E aquela outra que só dá as caras naqueles momentos íntimos com uma pessoa amada?
Ou a confiança da voz cuja audiência te conhece mesmo, de longa data, dos altos, baixos e abismais eventos que fizeram de você quem você é?
Tem também aquela voz de trabalho, não tem? Ela é diferente quando você fala com um chefe e quando fala com um colega. E ainda há uma versão usada, às vezes, para conversar com um subordinado. Não é?
A voz das férias tende a ser diferente da voz da rotina.
A voz da crise tende a ser diferente da voz do ordinário.
Sacou do que estou falando?
Pois muito bem: escrever, para mim, funciona mais ou menos do mesmo jeito. Dependendo da história ou do momento do enredo que estou escrevendo, uso uma voz diferente. E dependendo do meu estado de espírito em certo dia, tenho mais necessidade de falar com uma do que com outra.
Os analistas que fiquem à vontade para tentar explicar o que estou dizendo.
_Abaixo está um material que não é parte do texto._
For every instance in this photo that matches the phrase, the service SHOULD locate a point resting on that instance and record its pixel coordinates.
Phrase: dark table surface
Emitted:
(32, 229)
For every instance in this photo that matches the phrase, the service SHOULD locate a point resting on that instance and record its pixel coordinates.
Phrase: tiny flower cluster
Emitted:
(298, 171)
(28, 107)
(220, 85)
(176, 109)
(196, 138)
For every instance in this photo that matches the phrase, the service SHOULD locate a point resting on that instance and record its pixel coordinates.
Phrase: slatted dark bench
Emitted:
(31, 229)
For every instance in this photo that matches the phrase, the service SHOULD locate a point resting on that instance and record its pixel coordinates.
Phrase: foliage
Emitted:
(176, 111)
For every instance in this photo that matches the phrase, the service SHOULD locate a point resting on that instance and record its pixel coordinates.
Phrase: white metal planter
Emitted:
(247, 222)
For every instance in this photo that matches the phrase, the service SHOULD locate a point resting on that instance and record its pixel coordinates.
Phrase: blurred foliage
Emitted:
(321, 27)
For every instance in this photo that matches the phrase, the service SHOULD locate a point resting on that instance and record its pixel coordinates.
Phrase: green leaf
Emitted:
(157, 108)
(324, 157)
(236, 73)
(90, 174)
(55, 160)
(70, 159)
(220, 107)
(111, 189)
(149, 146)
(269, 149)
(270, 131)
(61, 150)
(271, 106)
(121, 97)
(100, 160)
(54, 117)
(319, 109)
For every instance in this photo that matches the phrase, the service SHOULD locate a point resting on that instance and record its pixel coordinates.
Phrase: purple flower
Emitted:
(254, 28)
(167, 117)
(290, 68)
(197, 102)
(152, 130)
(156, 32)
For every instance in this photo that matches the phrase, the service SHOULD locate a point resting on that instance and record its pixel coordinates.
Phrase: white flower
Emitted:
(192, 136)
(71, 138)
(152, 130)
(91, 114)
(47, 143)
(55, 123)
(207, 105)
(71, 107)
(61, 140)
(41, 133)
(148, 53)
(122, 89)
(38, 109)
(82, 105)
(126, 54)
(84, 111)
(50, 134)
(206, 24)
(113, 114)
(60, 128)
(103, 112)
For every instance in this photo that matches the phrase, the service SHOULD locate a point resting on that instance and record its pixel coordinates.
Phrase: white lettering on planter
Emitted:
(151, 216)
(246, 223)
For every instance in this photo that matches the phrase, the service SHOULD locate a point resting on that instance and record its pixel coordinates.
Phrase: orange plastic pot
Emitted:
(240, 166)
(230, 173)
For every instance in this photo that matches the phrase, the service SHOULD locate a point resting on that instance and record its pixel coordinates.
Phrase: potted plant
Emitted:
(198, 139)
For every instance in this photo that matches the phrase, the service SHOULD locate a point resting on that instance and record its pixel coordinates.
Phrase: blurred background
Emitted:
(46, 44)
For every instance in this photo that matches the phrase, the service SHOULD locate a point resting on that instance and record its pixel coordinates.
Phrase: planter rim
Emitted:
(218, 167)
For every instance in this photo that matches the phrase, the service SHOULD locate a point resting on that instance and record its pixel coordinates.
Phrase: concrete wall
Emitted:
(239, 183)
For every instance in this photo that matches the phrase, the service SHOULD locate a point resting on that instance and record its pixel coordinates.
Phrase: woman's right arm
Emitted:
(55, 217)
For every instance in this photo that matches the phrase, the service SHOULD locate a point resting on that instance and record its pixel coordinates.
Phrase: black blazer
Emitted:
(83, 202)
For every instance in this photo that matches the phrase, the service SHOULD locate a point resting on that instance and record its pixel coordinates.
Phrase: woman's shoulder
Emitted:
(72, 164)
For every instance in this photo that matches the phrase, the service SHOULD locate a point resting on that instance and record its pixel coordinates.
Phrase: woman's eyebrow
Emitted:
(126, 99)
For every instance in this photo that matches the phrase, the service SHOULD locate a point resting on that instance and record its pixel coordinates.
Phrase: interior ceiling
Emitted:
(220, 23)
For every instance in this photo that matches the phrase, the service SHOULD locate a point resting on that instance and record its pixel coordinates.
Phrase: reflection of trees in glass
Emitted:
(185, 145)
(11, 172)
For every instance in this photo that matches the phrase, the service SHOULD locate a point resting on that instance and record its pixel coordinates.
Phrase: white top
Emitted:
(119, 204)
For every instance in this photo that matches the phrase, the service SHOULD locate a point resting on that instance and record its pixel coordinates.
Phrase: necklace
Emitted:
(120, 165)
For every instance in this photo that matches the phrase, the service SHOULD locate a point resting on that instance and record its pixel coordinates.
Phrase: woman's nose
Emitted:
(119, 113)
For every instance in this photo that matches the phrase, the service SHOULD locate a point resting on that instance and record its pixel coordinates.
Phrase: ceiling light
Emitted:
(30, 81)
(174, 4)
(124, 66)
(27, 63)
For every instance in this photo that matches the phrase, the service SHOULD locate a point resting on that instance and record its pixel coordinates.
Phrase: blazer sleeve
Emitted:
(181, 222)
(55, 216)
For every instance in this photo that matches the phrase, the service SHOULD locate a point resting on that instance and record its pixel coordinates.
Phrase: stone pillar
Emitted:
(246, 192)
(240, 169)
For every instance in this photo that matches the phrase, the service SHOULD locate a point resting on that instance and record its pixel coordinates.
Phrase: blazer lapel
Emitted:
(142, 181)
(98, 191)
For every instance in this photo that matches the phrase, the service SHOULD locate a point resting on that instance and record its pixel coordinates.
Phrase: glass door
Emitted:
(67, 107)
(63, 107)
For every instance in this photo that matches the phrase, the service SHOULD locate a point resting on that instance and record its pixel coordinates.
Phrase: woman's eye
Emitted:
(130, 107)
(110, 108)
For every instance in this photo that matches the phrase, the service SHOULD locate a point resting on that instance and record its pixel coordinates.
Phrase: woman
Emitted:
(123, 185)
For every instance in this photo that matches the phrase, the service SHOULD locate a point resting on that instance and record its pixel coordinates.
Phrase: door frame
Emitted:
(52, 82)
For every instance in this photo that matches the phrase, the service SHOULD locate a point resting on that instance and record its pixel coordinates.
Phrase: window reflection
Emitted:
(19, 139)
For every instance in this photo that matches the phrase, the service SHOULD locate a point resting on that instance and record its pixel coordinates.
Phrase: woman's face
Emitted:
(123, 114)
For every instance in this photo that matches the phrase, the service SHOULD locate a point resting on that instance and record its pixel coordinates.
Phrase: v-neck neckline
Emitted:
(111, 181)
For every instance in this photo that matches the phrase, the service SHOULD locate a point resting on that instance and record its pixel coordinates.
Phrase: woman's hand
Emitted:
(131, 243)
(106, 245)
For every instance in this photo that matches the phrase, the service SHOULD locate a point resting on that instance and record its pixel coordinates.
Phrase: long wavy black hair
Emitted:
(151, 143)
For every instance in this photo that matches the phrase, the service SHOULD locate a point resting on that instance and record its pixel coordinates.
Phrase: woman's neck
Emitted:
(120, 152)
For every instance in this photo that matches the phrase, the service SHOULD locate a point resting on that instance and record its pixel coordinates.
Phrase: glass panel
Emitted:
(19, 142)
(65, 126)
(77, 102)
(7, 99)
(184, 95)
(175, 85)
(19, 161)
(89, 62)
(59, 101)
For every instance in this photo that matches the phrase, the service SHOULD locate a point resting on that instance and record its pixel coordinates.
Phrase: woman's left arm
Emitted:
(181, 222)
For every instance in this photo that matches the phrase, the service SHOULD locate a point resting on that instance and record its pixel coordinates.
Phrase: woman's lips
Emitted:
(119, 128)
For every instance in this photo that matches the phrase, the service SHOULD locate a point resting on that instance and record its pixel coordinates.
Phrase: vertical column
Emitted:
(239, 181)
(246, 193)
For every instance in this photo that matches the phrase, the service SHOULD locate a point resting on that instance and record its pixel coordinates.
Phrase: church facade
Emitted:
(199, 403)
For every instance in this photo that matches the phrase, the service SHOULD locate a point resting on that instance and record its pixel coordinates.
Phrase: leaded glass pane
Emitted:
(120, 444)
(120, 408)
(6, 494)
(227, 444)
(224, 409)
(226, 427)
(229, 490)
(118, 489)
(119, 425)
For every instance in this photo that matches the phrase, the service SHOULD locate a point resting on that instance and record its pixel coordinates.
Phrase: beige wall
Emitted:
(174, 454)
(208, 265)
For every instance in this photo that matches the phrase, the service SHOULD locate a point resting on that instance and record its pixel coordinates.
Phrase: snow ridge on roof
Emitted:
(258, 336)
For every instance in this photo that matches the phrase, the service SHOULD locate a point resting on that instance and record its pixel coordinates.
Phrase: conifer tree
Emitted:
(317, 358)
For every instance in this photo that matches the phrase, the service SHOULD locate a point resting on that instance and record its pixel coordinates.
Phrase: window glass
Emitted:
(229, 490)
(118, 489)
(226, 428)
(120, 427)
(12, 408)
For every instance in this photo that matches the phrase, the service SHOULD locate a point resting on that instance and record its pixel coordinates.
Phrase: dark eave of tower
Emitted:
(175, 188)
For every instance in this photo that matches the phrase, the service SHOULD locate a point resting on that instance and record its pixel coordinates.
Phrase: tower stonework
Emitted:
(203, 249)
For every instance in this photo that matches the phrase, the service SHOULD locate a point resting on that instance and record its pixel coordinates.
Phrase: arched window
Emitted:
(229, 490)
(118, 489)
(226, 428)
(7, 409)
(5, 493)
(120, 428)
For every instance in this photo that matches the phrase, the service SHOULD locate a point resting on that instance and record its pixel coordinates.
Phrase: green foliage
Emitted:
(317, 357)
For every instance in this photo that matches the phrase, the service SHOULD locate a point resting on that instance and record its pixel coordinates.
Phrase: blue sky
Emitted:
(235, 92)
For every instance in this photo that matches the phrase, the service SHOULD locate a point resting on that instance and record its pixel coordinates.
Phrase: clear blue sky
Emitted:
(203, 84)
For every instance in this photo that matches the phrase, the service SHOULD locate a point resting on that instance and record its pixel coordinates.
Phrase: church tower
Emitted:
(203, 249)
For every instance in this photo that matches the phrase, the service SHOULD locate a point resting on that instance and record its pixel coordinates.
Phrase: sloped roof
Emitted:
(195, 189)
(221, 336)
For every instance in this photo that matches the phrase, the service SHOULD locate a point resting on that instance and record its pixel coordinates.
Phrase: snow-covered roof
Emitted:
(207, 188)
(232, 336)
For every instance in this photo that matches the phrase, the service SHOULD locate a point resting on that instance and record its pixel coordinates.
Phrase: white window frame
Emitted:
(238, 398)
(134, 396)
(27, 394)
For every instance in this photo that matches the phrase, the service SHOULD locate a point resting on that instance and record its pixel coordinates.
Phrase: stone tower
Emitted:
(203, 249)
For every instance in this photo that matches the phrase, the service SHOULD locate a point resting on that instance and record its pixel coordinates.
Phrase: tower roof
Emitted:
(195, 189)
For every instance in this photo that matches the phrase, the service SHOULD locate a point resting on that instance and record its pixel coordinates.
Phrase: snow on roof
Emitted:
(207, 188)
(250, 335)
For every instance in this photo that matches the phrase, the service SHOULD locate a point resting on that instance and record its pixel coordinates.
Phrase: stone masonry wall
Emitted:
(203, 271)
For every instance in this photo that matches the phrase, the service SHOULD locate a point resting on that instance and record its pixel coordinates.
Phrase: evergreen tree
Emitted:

A verdade é que essas vozes vêm, sim, de necessidades internas que fazem parte de mim e que preciso expressar.
É por isso que escrevo.
E você pode pensar: para não precisar do remedinho tarja preta?
Bingo!
Cada um dos meus projetos, e aqui não me refiro apenas aos de ficção e nem mesmo só aos meus textos, acessa uma parte diferente do emaranhado que forma a minha personalidade. Tem dia que tudo o que quero é sentar em silêncio e fazer tricô. Em outros, vejo fotos por todos os lados e passo horas tentando capturá-las. Procuro iniciar meus dias subindo em meu tapete de yoga e investigando como estou naquele momento. Mas o que me move para frente, mesmo, é sim a escrita.
Por meio dela, acesso ao que um amigo uma vez se referiu como “O Incrível Mundo de Patricia”, e que aqui chamo de minhas vozes internas.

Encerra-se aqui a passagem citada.